Surely, the lispiest way is to write an interpreter! Write a function fizzbuzz-eval so that the following is a solution (left as an exercise). ;)

    (fizzbuzz-eval
     100
     '(((3 5) (print "FizzBuzz"))
       ((3)   (print "Fizz"))
       ((5)   (print "Buzz"))
       (()    print-number)))

[digitailor]

Here's a macro. There's some issues :) The biggest one is you have to make sure to put the multiple divisors list first.

The call is

  (fizzbuzz (100 (((3 5) "fizzbuzz")(3 "fizz")(5 "buzz"))))

  (defun make-cond (item)
  (let ((divisors (first item))
	(exclamation (second item)))
    (if (listp divisors)
	(let ((div1 (first divisors))
	      (div2 (second divisors)))
	  `((and (= 0 (mod n ,div1)) (= 0 (mod n ,div2)))
	    (format t "~a: ~a~%" n ,exclamation)))
      `((= 0 (mod n ,divisors)) ;else
	(format t "~a: ~a~%" n ,exclamation)))))

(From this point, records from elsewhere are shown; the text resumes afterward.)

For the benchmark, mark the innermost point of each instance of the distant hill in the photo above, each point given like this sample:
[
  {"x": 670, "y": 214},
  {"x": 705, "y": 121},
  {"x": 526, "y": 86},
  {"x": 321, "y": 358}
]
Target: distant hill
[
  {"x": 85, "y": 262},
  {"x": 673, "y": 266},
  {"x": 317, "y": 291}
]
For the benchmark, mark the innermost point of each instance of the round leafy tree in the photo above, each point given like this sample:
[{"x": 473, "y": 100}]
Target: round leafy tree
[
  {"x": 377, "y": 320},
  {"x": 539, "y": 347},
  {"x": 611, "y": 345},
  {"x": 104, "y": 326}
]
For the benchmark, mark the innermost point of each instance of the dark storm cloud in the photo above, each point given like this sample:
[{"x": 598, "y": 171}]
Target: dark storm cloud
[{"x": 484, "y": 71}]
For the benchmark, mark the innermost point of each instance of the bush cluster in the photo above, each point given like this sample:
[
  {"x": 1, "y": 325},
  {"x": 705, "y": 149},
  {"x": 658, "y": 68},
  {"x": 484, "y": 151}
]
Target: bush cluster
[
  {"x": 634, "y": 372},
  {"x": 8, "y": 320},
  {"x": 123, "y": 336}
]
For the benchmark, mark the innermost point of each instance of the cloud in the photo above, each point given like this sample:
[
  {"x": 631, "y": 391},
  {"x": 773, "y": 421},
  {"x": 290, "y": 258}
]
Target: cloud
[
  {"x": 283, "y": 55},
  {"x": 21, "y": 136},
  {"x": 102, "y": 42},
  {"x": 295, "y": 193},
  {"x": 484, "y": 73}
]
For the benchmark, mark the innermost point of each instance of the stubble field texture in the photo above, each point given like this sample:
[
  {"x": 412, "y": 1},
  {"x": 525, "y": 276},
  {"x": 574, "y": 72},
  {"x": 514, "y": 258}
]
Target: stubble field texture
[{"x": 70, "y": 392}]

  (defmacro fizzbuzz (params-list)
  (destructuring-bind (num-to req-list) params-list
    (let ((cond-list '(((= 0 n)))))
      (loop for item in req-list do
	    (push (make-cond item) cond-list))
      `(dotimes (n ,num-to)
	 (cond ,@(reverse
		  (push '(t (format t "~a~%" n))
			cond-list)))))))

[ericbb]

Hehe. That's quite a monster. I'll try to be a bit more helpful.

1. Use loop instead of dotimes so you can make the index range over 1-100 instead of 0-99.

2. Factor out the string calculation so you only need one print statement.

3. Maybe use zerop.

4. Don't write ")(". Use a space in between.

Example:

    (loop for n from 1 to 100
          do (format t "~a~%"
                     (cond
                      ((and (zerop (mod n 3))
                            (zerop (mod n 5)))
                       "FizzBuzz")
                      ((zerop (mod n 3)) "Fizz")
                      ((zerop (mod n 5)) "Buzz")
                      (t (format nil "~a" n)))))

[digitailor]

Thanks!

With the macro you can use arbitrary divisors though ;)

Any desire to refactor that beast?